Hazret-i Âişe (ra) validemiz anlatmıştır: Yanımda sohbet ettiğim bir kadın vardı. Rasulallah (s.a.v.) odama girince; “Bu kimdir?” buyurdu. Ben: “Falan kadındır.” dedim ve kadının namazlarından bahsetmeye başladım. Nihâyet Resûl-i Ekrem (s.a.v.):“Yeter!” dedi. “Güç yetirebildiğiniz kadar yapın. Allah’a and olsun ki, Cenâb-ı Hak sevap vermekten usanmaz; nihâyet siz usanırsınız.”(15)

Dilediğini dosdoğru yola ileten Allah, bu cümleden olmak üzere Müslümanları da “vasat bir ümmet” yapmıştır. “Sırât-ı müstakîm”in, “her türlü eğrilik, aşırılık ve sapıklıktan uzak, dosdoğru, adaletli, ölçülü, ılımlı ve dengeli bir yol, bir inanç ve yaşama biçimi” anlamına geldiği ifade etmiştik. Vasat ümmet de aynı şekilde “ifrat ve tefritlerden korunarak inancında, ahlâkında, her türlü tutum ve davranışlarında doğruluk, dürüstlük ve adalet çizgisinde kalmayı başaran dengeli, sağduyulu, ölçülü, insaflı ve uyumlu nesil, toplum” anlamına gelir.
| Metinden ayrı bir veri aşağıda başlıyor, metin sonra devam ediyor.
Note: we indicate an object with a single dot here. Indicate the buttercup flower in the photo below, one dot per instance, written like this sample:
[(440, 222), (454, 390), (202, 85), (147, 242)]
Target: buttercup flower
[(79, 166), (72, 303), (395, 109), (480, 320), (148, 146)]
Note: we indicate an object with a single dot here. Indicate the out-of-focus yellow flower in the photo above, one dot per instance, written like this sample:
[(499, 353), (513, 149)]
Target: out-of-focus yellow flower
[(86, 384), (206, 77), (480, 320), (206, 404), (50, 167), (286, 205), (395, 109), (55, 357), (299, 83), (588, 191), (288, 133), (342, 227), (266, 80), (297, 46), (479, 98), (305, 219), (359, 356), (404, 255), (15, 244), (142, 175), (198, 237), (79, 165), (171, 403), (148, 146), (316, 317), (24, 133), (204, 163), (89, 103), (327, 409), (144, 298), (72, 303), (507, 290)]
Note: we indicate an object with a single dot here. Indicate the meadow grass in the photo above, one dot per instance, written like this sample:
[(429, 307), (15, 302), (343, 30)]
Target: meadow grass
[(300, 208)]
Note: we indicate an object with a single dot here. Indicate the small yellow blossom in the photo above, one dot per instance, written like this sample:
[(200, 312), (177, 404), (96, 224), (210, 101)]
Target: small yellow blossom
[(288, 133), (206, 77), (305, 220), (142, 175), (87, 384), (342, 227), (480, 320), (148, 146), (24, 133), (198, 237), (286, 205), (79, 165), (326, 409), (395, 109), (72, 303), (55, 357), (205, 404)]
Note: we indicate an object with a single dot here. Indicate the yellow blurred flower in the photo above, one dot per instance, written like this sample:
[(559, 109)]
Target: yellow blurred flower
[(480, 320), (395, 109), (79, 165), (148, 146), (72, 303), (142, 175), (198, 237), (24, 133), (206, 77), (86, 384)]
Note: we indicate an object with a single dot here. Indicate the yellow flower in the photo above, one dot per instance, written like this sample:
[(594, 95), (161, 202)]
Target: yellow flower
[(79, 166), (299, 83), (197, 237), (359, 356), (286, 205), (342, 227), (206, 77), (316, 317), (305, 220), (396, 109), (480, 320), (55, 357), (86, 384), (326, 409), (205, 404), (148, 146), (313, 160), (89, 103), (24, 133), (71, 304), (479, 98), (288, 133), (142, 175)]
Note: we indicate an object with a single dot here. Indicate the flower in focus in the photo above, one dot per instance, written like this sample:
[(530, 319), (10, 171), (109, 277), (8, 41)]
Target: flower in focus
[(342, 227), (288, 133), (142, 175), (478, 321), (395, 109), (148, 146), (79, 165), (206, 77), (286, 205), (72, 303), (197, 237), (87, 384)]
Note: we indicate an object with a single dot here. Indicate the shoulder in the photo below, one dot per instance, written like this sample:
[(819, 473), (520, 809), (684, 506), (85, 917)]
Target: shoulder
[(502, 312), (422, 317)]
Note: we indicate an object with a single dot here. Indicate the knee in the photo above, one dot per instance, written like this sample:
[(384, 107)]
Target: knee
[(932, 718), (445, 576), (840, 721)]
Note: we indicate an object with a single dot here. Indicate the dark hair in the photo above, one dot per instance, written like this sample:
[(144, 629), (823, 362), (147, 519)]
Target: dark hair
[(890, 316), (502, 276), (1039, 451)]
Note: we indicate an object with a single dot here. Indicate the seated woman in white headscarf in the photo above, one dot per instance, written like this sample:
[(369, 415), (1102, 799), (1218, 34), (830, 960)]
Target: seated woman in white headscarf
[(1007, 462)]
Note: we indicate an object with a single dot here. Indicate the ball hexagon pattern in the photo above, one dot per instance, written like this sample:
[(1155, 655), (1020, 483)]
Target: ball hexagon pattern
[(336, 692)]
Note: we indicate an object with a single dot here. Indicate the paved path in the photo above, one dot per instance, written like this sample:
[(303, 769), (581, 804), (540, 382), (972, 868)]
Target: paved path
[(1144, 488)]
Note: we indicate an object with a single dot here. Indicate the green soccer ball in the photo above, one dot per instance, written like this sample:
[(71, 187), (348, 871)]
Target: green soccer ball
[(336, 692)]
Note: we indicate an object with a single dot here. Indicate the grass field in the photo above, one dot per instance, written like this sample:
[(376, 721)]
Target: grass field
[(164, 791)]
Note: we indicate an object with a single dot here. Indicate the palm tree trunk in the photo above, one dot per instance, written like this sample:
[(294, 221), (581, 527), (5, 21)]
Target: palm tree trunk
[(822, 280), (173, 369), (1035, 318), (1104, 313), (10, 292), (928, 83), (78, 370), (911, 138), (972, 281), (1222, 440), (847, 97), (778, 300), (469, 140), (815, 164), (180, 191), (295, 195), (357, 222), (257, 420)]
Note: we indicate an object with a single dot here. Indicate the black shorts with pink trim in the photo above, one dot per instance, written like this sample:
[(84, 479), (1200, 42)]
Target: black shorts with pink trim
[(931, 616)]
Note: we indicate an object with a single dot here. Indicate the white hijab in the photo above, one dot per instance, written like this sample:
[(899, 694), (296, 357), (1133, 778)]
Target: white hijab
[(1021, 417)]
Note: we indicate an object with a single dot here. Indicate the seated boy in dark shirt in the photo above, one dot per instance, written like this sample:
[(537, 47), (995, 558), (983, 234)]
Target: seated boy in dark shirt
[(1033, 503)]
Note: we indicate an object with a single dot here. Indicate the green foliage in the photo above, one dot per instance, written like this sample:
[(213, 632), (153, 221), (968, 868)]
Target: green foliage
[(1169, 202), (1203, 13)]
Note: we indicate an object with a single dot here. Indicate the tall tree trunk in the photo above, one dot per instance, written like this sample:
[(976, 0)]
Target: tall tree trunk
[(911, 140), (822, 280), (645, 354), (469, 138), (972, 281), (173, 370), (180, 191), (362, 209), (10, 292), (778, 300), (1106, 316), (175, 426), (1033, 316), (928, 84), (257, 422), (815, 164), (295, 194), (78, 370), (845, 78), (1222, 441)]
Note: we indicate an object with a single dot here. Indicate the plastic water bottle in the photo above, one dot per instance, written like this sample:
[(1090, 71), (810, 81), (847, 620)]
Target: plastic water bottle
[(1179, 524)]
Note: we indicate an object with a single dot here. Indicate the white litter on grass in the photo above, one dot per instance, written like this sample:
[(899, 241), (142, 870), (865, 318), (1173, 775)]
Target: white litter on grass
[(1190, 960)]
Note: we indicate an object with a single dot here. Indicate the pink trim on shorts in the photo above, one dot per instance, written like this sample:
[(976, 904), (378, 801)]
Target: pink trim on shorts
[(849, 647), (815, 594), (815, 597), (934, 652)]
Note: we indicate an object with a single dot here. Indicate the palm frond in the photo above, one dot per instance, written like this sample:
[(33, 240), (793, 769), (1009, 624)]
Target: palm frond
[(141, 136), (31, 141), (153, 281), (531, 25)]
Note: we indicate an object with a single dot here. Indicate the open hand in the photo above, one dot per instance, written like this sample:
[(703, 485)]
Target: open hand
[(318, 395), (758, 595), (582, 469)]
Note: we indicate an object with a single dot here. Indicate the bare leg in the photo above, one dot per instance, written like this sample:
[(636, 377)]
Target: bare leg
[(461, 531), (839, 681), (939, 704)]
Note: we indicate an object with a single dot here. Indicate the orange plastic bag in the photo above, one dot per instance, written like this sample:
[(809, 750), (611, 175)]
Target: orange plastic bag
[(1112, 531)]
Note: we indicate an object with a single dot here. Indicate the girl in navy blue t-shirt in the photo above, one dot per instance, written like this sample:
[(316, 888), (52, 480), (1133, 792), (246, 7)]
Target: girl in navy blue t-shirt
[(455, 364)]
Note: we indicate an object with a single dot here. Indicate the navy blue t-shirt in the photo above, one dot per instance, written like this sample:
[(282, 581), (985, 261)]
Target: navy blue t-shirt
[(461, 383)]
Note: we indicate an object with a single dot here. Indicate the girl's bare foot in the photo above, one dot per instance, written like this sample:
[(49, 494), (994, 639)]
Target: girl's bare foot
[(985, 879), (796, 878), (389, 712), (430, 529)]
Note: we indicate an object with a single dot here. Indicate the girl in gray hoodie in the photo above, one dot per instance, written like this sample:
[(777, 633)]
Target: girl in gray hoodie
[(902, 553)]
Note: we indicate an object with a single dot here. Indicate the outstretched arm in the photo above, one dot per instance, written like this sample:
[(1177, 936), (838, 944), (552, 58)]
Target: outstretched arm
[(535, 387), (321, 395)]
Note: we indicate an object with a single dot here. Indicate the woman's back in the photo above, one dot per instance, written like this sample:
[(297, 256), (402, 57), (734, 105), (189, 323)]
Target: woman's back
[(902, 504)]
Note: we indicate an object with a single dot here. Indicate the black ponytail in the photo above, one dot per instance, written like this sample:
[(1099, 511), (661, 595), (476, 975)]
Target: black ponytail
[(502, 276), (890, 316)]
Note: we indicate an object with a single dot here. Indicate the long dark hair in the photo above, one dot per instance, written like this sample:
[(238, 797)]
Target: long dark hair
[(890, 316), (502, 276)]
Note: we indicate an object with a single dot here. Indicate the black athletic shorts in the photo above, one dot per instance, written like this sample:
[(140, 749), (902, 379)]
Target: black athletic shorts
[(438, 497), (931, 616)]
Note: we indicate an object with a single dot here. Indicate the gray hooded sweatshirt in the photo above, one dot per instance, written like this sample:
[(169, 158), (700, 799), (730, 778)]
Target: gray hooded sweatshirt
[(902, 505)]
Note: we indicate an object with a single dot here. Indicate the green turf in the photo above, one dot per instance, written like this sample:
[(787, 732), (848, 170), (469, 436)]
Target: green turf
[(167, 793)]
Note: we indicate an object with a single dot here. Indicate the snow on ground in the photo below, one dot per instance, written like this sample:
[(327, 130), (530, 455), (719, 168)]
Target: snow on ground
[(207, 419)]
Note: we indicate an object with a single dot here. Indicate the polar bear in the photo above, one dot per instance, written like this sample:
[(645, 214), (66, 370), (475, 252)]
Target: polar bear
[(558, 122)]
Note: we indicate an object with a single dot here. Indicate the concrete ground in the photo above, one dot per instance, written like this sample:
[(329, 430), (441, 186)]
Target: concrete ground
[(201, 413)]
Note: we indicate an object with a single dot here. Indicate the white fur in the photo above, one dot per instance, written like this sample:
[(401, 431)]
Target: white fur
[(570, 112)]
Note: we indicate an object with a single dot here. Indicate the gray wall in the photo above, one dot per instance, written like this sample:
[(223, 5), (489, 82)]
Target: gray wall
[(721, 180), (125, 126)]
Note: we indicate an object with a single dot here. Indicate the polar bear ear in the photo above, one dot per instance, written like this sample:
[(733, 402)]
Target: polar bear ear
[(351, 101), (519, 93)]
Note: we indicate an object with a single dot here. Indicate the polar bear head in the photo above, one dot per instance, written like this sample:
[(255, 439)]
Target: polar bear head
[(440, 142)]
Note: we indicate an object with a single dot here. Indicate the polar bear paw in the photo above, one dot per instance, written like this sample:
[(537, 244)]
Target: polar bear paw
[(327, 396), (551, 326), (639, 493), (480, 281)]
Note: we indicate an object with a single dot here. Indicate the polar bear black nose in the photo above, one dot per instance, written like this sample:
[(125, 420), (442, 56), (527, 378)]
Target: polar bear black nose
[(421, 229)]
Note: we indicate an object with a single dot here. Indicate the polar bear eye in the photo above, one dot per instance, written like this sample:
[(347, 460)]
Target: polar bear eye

Buradaki “vasat” kelimesi, “hem maddî ve bedensel tutkulara kapılmaktan, zevk ve sefahate dalmaktan hem de bedensel ve dünyevî İhtiyaçları büsbütün reddederek bir tür ruhbanlık hayatına kendini kaptırmaktan korunan” şeklînde de açıklanmıştır.(16)

Ebu Davud’un rivayet ettiği hadis-i şerifte Peygamber Efendimiz (s.a.v), “İtidal, teenni, hal ve gidişi iyi olmak peygamberliğin yirmi dört kısmından bir kısımdır”  buyurmuştur.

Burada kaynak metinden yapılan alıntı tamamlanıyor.